« Buddha Makes a Point | Main | The four daughters of wholeness »

10 June 2006


James Parrott

It might be interesting to also consider the very strong possibility that the so-called life and death of "al-Zarqawi" was as much the result of projection and myth-making as that of a real person.

The forces managing the ongoing occupation in Iraq and Afghanistan are, among other things, carefully managing the legends and myths surrounding the violence there.

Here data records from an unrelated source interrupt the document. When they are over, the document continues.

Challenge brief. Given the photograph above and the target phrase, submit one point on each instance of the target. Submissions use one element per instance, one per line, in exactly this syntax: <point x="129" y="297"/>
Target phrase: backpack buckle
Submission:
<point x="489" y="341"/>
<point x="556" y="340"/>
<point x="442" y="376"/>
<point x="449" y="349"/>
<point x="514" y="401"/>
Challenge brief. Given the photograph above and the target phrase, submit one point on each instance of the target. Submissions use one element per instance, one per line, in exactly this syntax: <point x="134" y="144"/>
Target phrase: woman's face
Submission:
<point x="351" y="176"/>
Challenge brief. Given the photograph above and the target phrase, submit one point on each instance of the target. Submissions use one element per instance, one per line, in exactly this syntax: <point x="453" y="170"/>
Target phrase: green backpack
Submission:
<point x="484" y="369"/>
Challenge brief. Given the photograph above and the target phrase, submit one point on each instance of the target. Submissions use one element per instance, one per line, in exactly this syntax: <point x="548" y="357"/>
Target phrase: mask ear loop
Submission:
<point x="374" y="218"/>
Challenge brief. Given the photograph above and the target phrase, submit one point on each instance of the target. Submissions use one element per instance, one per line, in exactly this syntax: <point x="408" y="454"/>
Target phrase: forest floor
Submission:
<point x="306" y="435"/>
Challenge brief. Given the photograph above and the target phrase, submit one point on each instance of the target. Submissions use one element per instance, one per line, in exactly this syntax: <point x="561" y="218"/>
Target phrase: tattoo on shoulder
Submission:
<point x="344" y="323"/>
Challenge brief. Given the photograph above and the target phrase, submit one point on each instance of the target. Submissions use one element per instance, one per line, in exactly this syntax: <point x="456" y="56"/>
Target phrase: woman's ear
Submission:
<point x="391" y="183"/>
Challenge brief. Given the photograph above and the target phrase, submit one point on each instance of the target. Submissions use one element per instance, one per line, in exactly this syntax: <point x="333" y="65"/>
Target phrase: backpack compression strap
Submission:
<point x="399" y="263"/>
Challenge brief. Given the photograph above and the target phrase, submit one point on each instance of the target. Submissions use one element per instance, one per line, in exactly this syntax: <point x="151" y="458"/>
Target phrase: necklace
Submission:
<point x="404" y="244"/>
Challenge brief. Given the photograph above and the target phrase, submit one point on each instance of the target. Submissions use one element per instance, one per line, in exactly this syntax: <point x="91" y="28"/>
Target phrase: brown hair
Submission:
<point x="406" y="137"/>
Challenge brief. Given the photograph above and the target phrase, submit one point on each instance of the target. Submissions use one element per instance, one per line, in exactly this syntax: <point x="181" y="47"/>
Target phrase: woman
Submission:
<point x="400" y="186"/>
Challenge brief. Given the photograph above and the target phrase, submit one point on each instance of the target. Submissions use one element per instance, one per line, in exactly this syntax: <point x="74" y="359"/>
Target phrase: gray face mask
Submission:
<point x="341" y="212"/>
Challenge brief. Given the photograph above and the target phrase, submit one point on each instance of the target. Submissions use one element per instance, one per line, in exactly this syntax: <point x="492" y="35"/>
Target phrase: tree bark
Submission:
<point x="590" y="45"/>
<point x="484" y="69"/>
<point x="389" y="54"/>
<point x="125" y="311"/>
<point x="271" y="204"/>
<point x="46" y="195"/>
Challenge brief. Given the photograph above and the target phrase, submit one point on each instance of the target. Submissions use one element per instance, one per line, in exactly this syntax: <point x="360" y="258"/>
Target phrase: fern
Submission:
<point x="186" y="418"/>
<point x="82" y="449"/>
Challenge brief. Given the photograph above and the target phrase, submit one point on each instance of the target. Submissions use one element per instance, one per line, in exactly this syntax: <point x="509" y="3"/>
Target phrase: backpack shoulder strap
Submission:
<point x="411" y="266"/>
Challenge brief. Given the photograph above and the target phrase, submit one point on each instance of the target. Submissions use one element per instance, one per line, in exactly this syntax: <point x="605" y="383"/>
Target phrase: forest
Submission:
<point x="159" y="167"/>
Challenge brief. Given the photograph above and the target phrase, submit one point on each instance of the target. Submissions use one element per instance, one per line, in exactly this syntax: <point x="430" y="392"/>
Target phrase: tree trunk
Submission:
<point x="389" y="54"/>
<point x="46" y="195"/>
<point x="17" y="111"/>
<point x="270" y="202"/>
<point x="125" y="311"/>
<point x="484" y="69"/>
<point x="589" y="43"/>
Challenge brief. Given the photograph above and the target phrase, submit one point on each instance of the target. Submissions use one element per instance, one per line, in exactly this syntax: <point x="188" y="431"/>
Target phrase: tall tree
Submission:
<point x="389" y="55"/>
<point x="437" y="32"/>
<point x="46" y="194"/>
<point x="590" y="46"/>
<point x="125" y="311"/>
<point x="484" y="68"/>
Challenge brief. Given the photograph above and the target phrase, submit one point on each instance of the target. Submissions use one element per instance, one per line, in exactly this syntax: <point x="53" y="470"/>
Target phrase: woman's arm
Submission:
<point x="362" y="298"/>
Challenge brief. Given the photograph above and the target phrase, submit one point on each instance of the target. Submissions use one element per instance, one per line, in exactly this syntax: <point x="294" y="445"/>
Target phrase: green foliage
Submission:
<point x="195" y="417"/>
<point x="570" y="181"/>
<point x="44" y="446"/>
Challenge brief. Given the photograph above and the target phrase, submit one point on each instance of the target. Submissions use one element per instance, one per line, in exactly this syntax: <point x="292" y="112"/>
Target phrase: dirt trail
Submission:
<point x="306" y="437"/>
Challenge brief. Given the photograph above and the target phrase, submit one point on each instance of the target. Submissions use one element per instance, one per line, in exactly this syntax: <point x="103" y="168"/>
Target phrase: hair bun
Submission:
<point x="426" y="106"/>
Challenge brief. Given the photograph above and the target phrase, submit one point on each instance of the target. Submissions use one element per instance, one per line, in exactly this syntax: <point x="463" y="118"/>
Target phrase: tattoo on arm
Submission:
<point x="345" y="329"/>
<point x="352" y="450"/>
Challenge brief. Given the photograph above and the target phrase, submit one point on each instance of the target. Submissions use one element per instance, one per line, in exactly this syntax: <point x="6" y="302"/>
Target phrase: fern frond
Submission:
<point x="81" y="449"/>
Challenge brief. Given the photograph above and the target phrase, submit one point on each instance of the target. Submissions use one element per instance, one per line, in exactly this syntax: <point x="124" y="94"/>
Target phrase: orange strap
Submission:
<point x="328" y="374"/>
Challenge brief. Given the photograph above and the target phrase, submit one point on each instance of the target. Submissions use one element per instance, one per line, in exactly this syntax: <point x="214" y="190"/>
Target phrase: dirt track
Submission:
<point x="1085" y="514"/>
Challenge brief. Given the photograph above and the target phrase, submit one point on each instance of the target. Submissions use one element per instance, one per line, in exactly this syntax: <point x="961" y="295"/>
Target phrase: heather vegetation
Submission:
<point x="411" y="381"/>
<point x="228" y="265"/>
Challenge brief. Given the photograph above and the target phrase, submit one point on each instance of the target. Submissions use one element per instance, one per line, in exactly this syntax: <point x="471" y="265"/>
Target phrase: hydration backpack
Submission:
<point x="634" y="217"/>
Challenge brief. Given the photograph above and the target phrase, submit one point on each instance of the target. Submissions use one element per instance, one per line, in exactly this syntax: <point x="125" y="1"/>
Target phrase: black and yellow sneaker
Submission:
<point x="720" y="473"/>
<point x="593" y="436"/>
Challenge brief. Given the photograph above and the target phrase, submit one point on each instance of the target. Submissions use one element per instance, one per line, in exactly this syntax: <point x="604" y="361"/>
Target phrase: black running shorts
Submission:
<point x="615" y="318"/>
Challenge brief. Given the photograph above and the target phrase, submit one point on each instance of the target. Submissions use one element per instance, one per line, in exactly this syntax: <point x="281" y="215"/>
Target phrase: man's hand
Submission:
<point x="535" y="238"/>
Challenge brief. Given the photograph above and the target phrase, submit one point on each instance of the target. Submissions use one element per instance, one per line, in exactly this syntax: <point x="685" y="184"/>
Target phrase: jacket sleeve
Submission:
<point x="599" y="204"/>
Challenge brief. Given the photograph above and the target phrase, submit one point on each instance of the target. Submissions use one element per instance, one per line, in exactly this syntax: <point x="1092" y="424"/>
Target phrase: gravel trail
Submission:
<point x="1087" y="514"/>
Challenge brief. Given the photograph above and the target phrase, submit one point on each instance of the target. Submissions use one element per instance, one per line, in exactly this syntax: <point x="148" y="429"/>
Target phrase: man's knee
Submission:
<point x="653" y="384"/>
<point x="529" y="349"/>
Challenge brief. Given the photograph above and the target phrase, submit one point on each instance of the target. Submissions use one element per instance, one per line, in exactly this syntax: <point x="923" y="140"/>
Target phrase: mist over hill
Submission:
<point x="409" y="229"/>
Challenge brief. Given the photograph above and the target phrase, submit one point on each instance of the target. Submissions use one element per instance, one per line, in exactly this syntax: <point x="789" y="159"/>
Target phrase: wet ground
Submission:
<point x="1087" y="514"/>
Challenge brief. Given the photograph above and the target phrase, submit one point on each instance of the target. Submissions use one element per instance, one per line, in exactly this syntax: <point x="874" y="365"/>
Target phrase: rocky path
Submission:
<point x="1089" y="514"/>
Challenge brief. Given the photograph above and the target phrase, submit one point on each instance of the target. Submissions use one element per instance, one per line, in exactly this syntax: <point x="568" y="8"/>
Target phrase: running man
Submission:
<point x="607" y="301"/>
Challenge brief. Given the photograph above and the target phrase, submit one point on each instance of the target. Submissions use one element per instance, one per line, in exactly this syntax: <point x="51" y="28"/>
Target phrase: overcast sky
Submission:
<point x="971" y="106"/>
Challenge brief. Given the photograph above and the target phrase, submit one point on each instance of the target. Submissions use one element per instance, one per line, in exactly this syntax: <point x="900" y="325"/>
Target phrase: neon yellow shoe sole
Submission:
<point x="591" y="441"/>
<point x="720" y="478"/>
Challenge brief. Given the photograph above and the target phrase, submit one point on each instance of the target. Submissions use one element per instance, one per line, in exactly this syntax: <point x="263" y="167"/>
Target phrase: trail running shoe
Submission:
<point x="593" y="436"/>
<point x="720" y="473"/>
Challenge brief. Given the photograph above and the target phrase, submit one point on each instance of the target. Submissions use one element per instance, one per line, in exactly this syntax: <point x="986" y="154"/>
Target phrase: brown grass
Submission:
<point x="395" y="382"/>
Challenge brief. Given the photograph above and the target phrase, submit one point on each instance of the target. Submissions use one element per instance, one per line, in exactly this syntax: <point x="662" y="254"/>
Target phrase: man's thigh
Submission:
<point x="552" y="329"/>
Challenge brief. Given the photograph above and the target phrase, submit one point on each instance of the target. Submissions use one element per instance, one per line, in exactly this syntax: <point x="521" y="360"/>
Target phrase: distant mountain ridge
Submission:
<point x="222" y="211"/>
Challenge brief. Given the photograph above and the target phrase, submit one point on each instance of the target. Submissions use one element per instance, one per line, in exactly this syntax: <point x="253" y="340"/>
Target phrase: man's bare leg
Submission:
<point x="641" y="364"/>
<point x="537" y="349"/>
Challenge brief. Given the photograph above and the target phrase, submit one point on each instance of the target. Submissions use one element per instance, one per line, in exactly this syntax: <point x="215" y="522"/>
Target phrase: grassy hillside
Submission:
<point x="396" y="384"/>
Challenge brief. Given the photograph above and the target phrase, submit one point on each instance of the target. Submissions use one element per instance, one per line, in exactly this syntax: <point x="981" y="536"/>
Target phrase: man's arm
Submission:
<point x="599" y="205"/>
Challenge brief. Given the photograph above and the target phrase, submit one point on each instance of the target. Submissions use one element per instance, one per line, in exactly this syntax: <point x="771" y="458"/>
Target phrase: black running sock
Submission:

The myth-making list is long -- e.g., Saddam had WMDs and was linked with an (alleged) terrorist organization called "al-Qaeda"; this (alleged) organization, "al-Qaeda", together with Iranians and other terrorists, are fomenting the insurgency in Iraq; the torture and death of detainees at Abu Ghraib is/was due to "a few bad apples" run amok; the occupation is going well; most Iraqis want foreign troops to remain in their country to "protect" them; a free and democratically elected government has been established in Iraq; the United States and Britain will withdraw all troops when the Iraqi government's military forces are able to defend their country; the use of depleted uranium weapons will not significantly impact the health of Iraqis; we are battling the "terrorists" there so we will not have to battle them on the streets of America and Britain; Abu Musab al-Zarqawi was a key terrorist leader of the insurgency in Iraq and was responsible for a gruesome toll of torture, beheadings, death and destruction; and so on, ad nauseum.

But, how much of this reflects the truth of what is happening there and how much is the result of carefully crafted and self-serving myth-making on the part of the aggressor nations, so that their soldiers, the soldiers' families, and ordinary citizens are willing to accept the carnage and destruction going on there?

I would suggest that from the vantage point of the deep, foggy cavern of denial in which too many of the citizens of the United States and their leaders presently reside, these legends and myths, including that of al-Zarqawi, say far more about ourselves than about any perceived "terrorist" Other.

So, then, how to react to the death of such a "killer" as the so-called al-Zarqawi? Perhaps we first need, individually and as a nation, a bit of honest reflection on the actual causes and agencies of hatred, aggression and violence in the world and how we contribute to those causes. An examination within the mirror of our own minds and hearts of the fear, hatred and selfishness driving our own actions, attitudes and motives, as individuals and as a nation. A recognition that much of our fear of the Terrorist Other is simply a projection out into the world of our own hatred and aggression.

When we recognize the killer (and killer's accomplice) latent in each of us, then we may begin to understand how to approach and address the killer Other.

The comments to this entry are closed.